Kapasitas Sumberdaya Awal yang Rendah

Di masa awal lembaga pengelola PTSP ini tidak akan sulit mendapatkan bantuan sarana-prasarana yang diperlukan. Sekalipun tidak baru, mereka bisa menempati fasilitas yang lama. Secara keuangan, integrasi lembaga akan dipandang Kementerian Keuangan sebagai bentuk efisiensi. Lalu, di manakah letak kesulitannya?

Menurut pengalaman yang ada, lembaga pengelola PTSP biasanya mendapat sumbangan sumber daya aparatur dari unit kerja lain. namun, bukan persoalan mudah untuk memperoleh sumber daya aparatur yang dapat mengelola pelayanan perizinan dengan etos kerja swasta, jauh dari kesan pelat merah birokrasi pemerintahan secara umum. Lembaga induk ataupun kementerian/ lembaga pemerintah lebih suka mempertahankan sumber daya aparatur yang berkualitas. Akhirnya, lembaga pengelola PTSP cuma mendapat sisanya.

Untuk mengantisipasi masalah di atas, lembaga pengelola PTSP mesti menggunakan sumber daya yang kompeten & profesional.

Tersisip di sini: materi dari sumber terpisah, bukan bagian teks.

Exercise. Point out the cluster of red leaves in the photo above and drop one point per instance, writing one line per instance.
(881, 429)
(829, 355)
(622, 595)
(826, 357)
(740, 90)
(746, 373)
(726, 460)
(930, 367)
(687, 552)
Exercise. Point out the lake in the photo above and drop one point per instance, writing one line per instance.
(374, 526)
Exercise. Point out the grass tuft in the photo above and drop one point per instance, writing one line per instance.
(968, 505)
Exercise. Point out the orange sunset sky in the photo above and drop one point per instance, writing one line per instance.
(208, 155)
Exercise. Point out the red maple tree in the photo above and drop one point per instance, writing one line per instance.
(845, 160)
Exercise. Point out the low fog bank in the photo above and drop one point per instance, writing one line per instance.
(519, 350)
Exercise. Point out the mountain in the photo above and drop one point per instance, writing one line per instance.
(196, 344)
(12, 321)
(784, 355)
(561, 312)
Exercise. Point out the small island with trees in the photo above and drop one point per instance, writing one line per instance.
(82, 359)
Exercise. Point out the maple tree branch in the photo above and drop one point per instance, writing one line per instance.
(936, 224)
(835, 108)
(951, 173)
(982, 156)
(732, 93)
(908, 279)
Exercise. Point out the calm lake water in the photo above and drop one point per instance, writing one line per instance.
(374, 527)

Jika sulit mendapat sumber daya aparatur yang bagus, peningkatan kapasitas aparatur penting dilakukan, yakni melalui pelatihan, pertukaran pegawai, serta pemagangan di lingkungan sektor swasta atau instansi pemerintah lain yang sudah lebih maju pengalaman pelayanan publiknya. usahakan agar ada peluang lembaga pengelola PTSP merekrut sendiri tenaga pelaksananya.

Kesimpulan Dari Upaya Integrasi PTSP, Ciri Keberhasilan, Tantangan dan Hambatannya

Pengalaman di daerah pada awal penerapan integrasi pelayanan perizinan dan nonperizinan selalu identik dengan sentralisasi penyelenggaraan pelayanan dan pengelolaan sumberdaya untuk menjalankannya. Sekalipun berada pada wilayah praktis, mengandalkan pengalaman praktik integrasi perizinan tetap memerlukan penyatuan persepsi dan pengayaan wawasan bahwa integrasi pelayanan perizinan merupakan langkah konsolidasi administrasi yang menyatukan fungsi-fungsi kerja yang serupa sekaligus menyelaraskan fungsi-fungsi kerja yang berhubungan atas dasar kesatuan operandi dan kesalingtukaran informasi (interaoperabilitas) antarsatuan kerja dalam unit kerja pemerintah.

Sentralisasi penyelenggaraan pelayanan yang keliru dengan mengatasnamakan “integrasi” hanya akan memunculkan masalah baru dalam hal keterlambatan proses pelayanan dan celah korupsi terlembagakan.